What does inflation mean?
Simply put, if the average price of products increases, that's inflation. Inflation measures the rising costs of goods and services over time. You might notice it in your daily life as you buy a gallon of milk or a meal out at your favorite restaurant.
The U.S. Bureau of Labor Statistics tracks hundreds of consumer goods across multiple regions using the Consumer Price Index (CPI) to gauge changes. Traditionally, inflation occurs at a rate of 2% or more per year, but the global pandemic has pushed inflation rates higher in the United States, with the bureau measuring an inflation rate higher than 7% at the end of 2021.
Over the past 50 years, the country's annual inflation rate has averaged out to 3.8%. Though the current inflation rate has climbed, inflation is part of the economic norm and should factor into planning your financial future.
How inflation impacts you personally
No one is spared from the effects of inflation. Here are some ways inflation can impact you:
- If your wages don't keep pace with inflation, you'll be spending more money out of pocket for the goods and services you use daily.
- If your investments don't return a higher yield than the inflation level, you'll lose money.
- As inflation increases, you may pay more taxes, whether through higher income taxes or sales tax on the rising costs of goods and services.
- If your wage increases outpace inflation, you may enjoy the benefits found in a fixed-price mortgage.
- If interest rates remain low during high inflation, it may offer an opportunity to refinance loans or debts.
How inflation can impact your investments
You can't control inflation, but it can still steer your financial planning, as inflation impacts assets differently.

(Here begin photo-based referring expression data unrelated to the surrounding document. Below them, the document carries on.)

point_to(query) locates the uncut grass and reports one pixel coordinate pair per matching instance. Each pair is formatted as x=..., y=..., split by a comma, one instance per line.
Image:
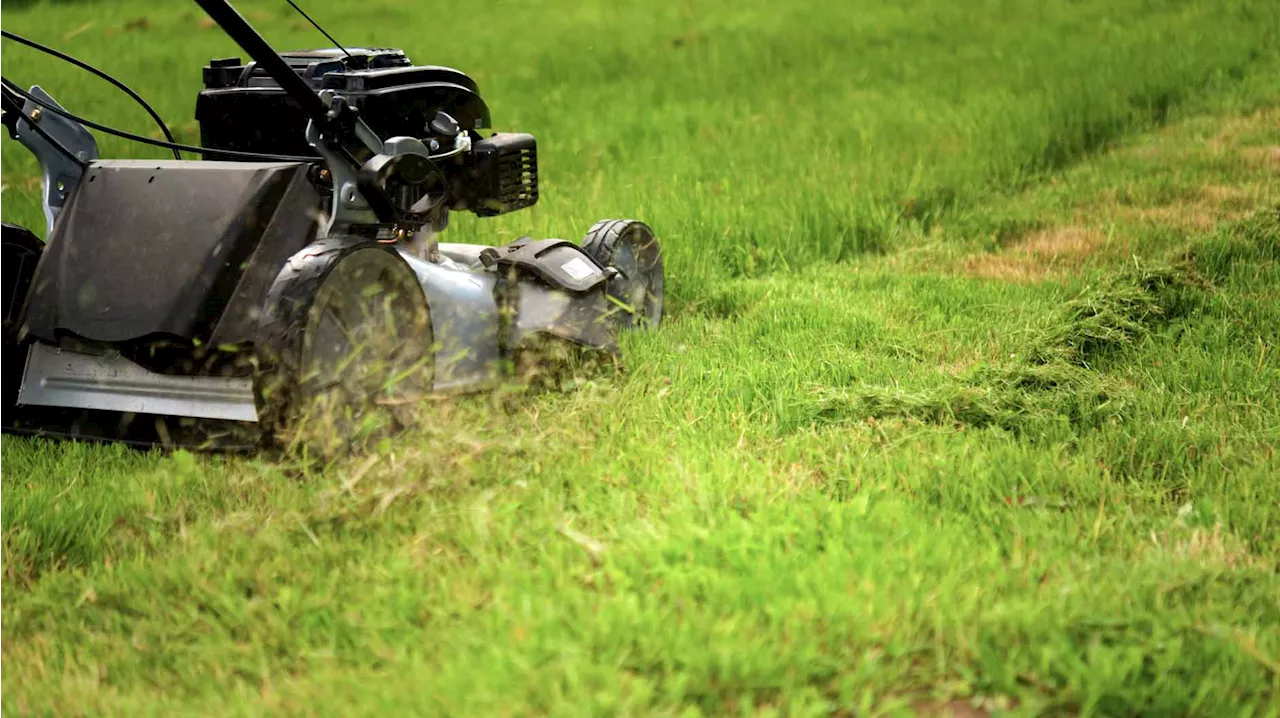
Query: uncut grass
x=754, y=136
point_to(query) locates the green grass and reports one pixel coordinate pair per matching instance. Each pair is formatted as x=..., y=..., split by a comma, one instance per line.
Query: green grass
x=965, y=401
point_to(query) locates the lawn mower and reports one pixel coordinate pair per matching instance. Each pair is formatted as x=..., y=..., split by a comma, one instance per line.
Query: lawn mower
x=293, y=270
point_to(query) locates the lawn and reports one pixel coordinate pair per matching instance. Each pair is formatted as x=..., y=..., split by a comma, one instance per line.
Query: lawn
x=965, y=402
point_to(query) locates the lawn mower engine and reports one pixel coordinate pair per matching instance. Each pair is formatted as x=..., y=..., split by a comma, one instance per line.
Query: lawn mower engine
x=291, y=286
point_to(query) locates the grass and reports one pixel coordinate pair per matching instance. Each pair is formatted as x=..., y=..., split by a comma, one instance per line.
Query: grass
x=965, y=402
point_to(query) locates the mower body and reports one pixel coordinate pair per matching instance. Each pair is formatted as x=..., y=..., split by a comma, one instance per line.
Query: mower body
x=168, y=291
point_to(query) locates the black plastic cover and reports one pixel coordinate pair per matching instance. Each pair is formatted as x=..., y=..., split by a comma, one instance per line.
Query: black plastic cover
x=501, y=177
x=558, y=263
x=169, y=250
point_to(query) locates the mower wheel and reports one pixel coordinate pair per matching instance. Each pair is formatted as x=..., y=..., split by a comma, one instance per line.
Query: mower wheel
x=630, y=247
x=19, y=251
x=344, y=347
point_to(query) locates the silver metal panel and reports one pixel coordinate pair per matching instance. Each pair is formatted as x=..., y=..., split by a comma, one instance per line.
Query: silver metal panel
x=62, y=378
x=464, y=321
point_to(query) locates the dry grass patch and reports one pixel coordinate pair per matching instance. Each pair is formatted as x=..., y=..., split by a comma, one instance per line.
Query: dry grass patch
x=1205, y=547
x=1038, y=255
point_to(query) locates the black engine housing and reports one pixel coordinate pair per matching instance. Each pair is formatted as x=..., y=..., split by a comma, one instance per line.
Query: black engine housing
x=243, y=109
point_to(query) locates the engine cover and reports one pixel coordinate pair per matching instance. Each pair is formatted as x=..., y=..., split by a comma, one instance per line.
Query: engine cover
x=243, y=109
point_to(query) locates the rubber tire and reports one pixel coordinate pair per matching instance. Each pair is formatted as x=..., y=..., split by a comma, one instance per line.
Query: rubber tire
x=631, y=247
x=341, y=319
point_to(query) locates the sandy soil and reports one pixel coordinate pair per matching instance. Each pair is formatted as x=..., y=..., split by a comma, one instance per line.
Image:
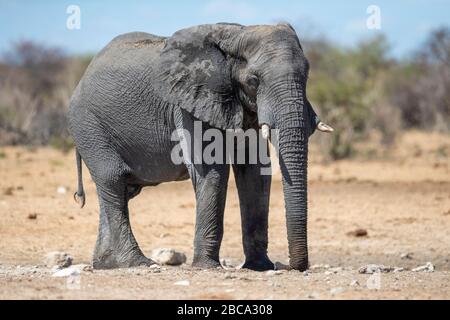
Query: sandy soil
x=402, y=199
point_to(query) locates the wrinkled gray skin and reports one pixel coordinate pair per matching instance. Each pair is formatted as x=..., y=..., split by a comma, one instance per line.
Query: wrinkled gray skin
x=142, y=87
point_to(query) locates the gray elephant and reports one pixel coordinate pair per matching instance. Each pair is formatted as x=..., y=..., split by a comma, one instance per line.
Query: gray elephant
x=141, y=88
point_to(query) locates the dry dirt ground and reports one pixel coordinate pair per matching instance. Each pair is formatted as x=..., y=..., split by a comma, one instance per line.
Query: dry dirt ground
x=402, y=199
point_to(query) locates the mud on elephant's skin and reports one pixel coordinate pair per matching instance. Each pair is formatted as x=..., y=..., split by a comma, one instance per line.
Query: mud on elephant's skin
x=141, y=88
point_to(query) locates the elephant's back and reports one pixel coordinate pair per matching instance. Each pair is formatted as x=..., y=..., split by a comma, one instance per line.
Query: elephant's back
x=119, y=74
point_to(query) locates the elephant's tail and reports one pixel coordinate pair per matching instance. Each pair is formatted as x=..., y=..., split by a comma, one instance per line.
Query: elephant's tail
x=79, y=195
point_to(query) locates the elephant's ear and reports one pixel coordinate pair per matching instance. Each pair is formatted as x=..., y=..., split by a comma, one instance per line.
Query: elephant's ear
x=198, y=75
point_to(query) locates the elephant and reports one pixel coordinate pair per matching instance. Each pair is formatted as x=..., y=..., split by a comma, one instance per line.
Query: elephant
x=141, y=88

- Savings: Cash tucked away under your mattress or locked away in a bank vault doesn't have the same buying power as it did 10, 20, or 50 years ago. The longer the cash sits, the more inflation impacts it. If you slide your extra money into a savings account, the low rate of return on those accounts may be less than the rate of inflation, meaning you're still losing value each year.

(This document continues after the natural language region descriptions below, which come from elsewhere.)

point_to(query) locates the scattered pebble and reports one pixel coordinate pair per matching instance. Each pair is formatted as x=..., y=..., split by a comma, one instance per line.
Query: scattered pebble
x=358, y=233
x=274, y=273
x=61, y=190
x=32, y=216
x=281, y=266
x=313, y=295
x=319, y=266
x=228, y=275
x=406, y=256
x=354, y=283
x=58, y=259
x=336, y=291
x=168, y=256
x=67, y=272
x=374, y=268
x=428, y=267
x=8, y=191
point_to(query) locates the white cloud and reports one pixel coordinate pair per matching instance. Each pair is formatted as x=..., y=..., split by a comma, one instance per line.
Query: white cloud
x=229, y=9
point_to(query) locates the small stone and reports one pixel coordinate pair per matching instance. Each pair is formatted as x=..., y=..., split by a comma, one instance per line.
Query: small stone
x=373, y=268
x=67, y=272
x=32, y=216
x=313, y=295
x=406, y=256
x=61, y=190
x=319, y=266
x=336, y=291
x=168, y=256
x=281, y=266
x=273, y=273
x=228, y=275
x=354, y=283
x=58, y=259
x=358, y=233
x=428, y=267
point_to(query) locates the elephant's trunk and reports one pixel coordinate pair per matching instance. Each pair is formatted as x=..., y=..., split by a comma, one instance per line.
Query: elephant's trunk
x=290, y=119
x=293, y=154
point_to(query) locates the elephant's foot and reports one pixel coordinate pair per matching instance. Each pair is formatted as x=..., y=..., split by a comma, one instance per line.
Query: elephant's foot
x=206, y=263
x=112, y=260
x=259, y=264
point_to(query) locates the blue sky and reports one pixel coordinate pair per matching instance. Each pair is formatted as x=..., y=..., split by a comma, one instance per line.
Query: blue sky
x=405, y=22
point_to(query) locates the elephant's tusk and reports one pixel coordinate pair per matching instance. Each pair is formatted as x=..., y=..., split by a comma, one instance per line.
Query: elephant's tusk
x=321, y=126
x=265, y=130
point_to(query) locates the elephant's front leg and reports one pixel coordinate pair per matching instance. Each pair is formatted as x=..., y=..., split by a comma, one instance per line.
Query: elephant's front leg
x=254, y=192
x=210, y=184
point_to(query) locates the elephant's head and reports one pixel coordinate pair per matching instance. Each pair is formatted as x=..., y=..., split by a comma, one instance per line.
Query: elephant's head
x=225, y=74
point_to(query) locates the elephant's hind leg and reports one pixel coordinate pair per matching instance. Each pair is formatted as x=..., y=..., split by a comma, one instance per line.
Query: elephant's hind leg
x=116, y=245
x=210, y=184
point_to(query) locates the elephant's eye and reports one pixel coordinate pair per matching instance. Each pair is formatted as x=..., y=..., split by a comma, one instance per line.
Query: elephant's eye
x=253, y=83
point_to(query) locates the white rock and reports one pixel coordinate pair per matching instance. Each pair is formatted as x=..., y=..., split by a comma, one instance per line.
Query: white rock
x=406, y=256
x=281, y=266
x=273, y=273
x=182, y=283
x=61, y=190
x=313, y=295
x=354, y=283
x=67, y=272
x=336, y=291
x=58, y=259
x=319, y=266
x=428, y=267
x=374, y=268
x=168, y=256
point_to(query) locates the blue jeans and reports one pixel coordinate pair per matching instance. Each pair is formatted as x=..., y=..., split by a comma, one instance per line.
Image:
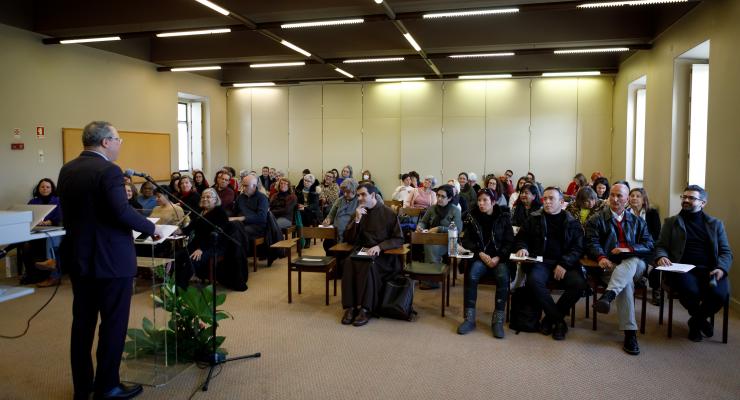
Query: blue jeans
x=476, y=272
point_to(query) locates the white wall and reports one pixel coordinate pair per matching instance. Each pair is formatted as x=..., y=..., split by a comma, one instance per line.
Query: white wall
x=67, y=86
x=553, y=127
x=665, y=161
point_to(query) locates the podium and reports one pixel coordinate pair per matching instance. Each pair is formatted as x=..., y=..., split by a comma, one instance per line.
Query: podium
x=150, y=353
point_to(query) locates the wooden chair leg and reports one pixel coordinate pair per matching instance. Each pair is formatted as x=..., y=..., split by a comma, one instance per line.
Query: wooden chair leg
x=290, y=285
x=725, y=319
x=670, y=313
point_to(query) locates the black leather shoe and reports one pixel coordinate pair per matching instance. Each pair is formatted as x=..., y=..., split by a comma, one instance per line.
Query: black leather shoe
x=603, y=305
x=630, y=343
x=561, y=328
x=122, y=391
x=349, y=316
x=362, y=318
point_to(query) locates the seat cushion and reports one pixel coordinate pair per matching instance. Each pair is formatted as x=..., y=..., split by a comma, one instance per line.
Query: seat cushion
x=313, y=261
x=426, y=268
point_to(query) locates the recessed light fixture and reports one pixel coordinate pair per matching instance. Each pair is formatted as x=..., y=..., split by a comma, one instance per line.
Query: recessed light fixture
x=411, y=41
x=322, y=23
x=481, y=55
x=254, y=84
x=296, y=48
x=343, y=72
x=271, y=65
x=187, y=69
x=494, y=76
x=214, y=7
x=629, y=3
x=471, y=13
x=597, y=50
x=415, y=78
x=580, y=73
x=382, y=59
x=192, y=33
x=91, y=40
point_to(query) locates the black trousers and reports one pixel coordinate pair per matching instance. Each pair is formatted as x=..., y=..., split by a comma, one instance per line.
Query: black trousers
x=111, y=299
x=572, y=284
x=700, y=299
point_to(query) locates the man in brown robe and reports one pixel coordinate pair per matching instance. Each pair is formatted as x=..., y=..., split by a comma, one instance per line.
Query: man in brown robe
x=375, y=229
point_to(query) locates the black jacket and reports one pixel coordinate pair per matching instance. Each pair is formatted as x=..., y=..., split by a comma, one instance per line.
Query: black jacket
x=533, y=237
x=502, y=236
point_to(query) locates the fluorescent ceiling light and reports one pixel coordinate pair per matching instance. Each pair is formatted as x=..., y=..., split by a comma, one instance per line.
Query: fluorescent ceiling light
x=482, y=55
x=254, y=84
x=411, y=40
x=213, y=7
x=191, y=33
x=322, y=23
x=471, y=13
x=270, y=65
x=494, y=76
x=416, y=78
x=296, y=48
x=343, y=72
x=186, y=69
x=629, y=3
x=601, y=50
x=90, y=40
x=383, y=59
x=582, y=73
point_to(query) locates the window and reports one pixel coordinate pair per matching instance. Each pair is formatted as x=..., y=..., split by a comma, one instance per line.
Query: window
x=698, y=108
x=189, y=135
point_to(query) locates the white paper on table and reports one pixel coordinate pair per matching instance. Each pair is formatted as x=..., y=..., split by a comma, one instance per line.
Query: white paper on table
x=676, y=267
x=514, y=257
x=166, y=230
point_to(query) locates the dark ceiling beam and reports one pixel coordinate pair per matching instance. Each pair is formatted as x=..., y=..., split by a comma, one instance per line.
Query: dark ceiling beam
x=514, y=74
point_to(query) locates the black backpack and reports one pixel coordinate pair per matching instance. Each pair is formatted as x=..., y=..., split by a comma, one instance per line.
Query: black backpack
x=525, y=311
x=397, y=300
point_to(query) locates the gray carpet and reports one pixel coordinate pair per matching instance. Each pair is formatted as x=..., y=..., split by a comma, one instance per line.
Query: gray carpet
x=308, y=354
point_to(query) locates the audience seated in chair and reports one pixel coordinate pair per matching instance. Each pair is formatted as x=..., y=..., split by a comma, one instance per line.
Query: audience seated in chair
x=617, y=240
x=694, y=237
x=488, y=234
x=375, y=227
x=557, y=237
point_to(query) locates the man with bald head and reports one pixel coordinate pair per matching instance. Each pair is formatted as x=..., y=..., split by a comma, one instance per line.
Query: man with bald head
x=251, y=207
x=618, y=240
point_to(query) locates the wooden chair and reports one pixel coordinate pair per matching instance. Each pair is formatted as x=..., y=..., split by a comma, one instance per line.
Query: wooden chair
x=302, y=264
x=597, y=286
x=665, y=288
x=431, y=271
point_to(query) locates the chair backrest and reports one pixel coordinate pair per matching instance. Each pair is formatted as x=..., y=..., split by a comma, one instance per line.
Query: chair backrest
x=312, y=232
x=439, y=239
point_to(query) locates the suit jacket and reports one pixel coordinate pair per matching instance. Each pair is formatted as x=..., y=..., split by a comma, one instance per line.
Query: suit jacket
x=98, y=219
x=672, y=241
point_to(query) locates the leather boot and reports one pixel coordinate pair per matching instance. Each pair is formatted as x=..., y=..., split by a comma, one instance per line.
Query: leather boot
x=468, y=325
x=497, y=324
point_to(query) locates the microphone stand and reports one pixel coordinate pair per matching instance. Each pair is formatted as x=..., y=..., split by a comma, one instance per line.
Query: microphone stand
x=214, y=359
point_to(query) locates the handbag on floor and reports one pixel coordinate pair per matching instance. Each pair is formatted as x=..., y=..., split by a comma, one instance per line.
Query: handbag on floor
x=397, y=300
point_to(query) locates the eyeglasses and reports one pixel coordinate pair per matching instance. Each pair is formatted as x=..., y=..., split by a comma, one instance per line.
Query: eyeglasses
x=689, y=198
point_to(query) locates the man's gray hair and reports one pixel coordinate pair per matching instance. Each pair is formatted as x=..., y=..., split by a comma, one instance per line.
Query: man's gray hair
x=94, y=133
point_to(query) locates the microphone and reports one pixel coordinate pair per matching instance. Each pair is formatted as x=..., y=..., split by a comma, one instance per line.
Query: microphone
x=131, y=172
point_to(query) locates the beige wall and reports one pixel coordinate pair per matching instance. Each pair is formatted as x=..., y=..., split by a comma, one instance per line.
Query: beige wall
x=68, y=86
x=553, y=127
x=665, y=163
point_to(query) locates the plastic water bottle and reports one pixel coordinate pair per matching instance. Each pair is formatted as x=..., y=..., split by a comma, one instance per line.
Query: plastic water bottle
x=452, y=240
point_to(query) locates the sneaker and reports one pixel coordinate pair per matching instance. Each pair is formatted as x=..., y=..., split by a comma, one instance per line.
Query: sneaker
x=603, y=305
x=561, y=328
x=630, y=343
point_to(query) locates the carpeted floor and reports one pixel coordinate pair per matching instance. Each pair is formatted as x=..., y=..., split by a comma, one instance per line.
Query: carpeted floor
x=308, y=354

- Investments with set annual returns: A typical certificate of deposit, and many bonds, guarantee the same return each year. Due to inflation, that return will have a diminished value over time.
- Stocks: It's not easy to pinpoint inflation's impact on stocks. Some companies do well in times of high inflation, while others don't. The value of stocks is ever-shifting, and with so many stocks to choose from, inflation is just one factor to consider when investing in the market. Traditionally, stocks have outperformed inflation rates, but that is a generality and doesn't fit every year or everyone's investing experience.

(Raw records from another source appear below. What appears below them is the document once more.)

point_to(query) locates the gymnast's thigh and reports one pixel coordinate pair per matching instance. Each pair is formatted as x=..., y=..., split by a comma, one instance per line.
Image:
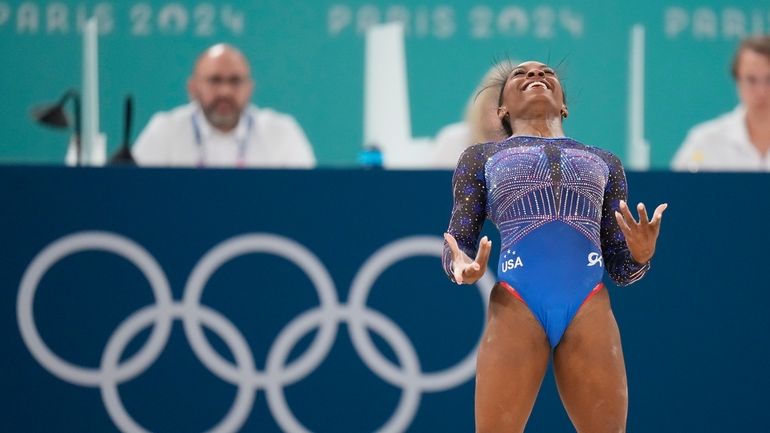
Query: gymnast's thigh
x=513, y=358
x=590, y=370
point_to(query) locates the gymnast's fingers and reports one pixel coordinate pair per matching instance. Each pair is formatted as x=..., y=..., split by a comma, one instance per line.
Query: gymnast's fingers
x=622, y=223
x=626, y=212
x=643, y=218
x=485, y=248
x=658, y=214
x=452, y=242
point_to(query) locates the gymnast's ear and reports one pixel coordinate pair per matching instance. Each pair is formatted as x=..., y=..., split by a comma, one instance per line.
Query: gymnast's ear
x=502, y=113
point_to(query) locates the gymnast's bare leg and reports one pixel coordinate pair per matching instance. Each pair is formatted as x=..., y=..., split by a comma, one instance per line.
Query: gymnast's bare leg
x=590, y=371
x=512, y=361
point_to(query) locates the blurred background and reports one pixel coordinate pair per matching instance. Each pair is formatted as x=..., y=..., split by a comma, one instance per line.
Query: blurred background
x=319, y=293
x=308, y=60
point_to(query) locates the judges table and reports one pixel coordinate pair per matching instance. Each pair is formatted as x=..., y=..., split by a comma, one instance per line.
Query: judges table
x=228, y=300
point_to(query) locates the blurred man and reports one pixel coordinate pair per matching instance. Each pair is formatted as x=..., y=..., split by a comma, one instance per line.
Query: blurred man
x=738, y=140
x=220, y=128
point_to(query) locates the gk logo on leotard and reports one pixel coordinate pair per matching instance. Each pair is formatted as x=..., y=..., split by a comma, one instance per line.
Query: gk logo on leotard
x=511, y=263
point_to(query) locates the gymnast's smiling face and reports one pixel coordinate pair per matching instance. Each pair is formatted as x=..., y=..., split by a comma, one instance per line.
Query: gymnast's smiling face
x=532, y=91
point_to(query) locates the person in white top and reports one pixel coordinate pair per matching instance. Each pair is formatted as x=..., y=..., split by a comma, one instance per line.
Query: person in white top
x=220, y=128
x=481, y=123
x=738, y=140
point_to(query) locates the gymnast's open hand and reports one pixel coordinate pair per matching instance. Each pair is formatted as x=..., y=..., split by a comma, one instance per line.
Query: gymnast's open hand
x=640, y=236
x=464, y=269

- Annuities: Some annuities and bonds have a special index to compensate for inflation risk, yielding a return on your investment based on the inflation rate. Treasury inflation-protected securities (TIPS) and I-savings bonds offer some guaranteed protection against inflation, even if returns come relatively low.
- Real estate: While the price of your property may rise with inflation, it doesn't necessarily mean more money for you if you're looking to sell. Depending on other market factors, including interest rates, selling may become more complex. If you sell, the next property you want to purchase will likely have increased in value. If you're going to hold onto your property and the property's price is rising faster than inflation, you'll continue to gain value over time.
Investing during inflation
Ensuring you have a diversified portfolio of investments offers you some of the best protection against inflation fluctuations. And since inflation isn't the only factor when determining where to invest, the diversification of your portfolio must consider a range of personal needs. Flexibility is a key part of any plan; this allows you to adjust your investments as economic conditions shift.
Inflation and your life insurance
Those looking to purchase a term life policy may want to factor the average inflation rate into their decision.
The same amount of money that will cover your family's financial needs in the event you pass away today may not be adequate in 30 years if the inflation rate remains at its current level. Thus, it makes sense to factor in the inflation rate when determining the amount of your death benefit.
The information and content provided herein is for informational purposes only, and it is not to be considered legal, tax, investment, or financial advice, recommendation, or endorsement. You should consult with an attorney or other professional to determine what may be best for your individual needs.